Fuzile testified that Van Rooyen introduced Bobat as his chief of staff and Whitley as his adviser, but Bobat corrected him — explaining that it was actually the other way around. Fuzile explained that in treasury an adviser is actually more powerful than a chief of staff.

Van Rooyen wanted him to process access cards for the three men and said Mabaso’s appointment would not be formalised, Fuzile said.

When Fuzile said that he could not allow this to happen, Van Rooyen told him to make it happen, saying: “You are just a DG.”

Fuzile told the commission that he understood that Van Rooyen would “reduce or diminish” him when it suited the minister. On Wednesday, Fuzile explained that a director general in treasury is both the accounting officer of the department and the finance minister’s closest adviser.

A 2016 amaBhungane report detailed the links between some of Van Rooyen’s advisers and the controversial Gupta family.

According to the report, Mabaso was a former business associate of Salim Essa, a long-time business partner to the Guptas.

Mabaso also reportedly had ties to the Duarte family, which Whitley had married into.

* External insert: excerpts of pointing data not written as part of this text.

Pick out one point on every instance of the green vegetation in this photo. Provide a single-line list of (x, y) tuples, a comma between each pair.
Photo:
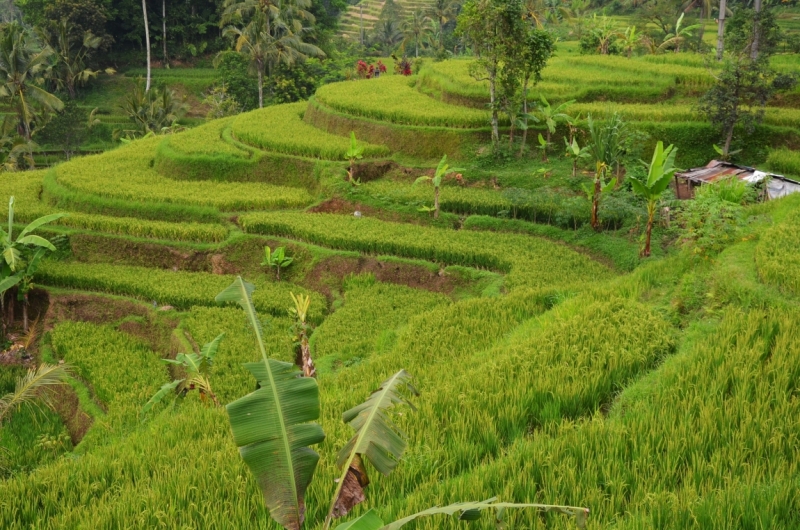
[(281, 129), (555, 369)]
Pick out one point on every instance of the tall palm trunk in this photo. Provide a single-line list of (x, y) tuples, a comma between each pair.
[(147, 43), (164, 30), (721, 29), (260, 87), (25, 313), (651, 214), (756, 30)]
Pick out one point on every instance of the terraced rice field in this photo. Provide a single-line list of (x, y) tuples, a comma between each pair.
[(553, 364)]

John Duarte, the former husband of ANC deputy secretary general Jessie Duarte, was the managing director of Premium Security and Cleaning Services where Mabaso was also a director.

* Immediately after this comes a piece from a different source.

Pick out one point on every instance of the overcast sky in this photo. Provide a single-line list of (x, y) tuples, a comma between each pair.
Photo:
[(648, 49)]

Duarte’s son was best man at Mabaso’s wedding, which Duarte also attended.

In 2016, Duarte took the Mail & Guardian to the press ombudsman following the publication of the aforementioned amaBhungane article.According to Duarte, these connections were “damaging” because the ordinary reader — even with the M&G’s warning on the article that the links were indisputable in some cases and circumstantial and minor in others — “would or could conclude that she was in business and could be susceptible to influence to benefit the Gupta family”.

But in September Duarte admitted that Whitley had made a mistake in becoming an adviser to Van Rooyen.

“I in fact asked my son-in-law not to go and work for national treasury because of the context that nobody works for national treasury unless you’ve actually been screened by a particular group of people,” Duarte told eNCA.

Investigators for the Zondo commission have been tasked to discover what exactly Van Rooyen did during his tenure as finance minister.Van Rooyen’s appointment, as well as that of Whitley and Bobat, formed part of the key allegations investigated in former public protector Thuli Madonsela’s ‘State of Capture’ report. 

Madonsela’s report noted that it was “worrying” that Van Rooyen could be placed in Saxonwold on at least seven occasions, including on the day before he was announced as minister.

Ajay Gupta denied Van Rooyen had visited his residence.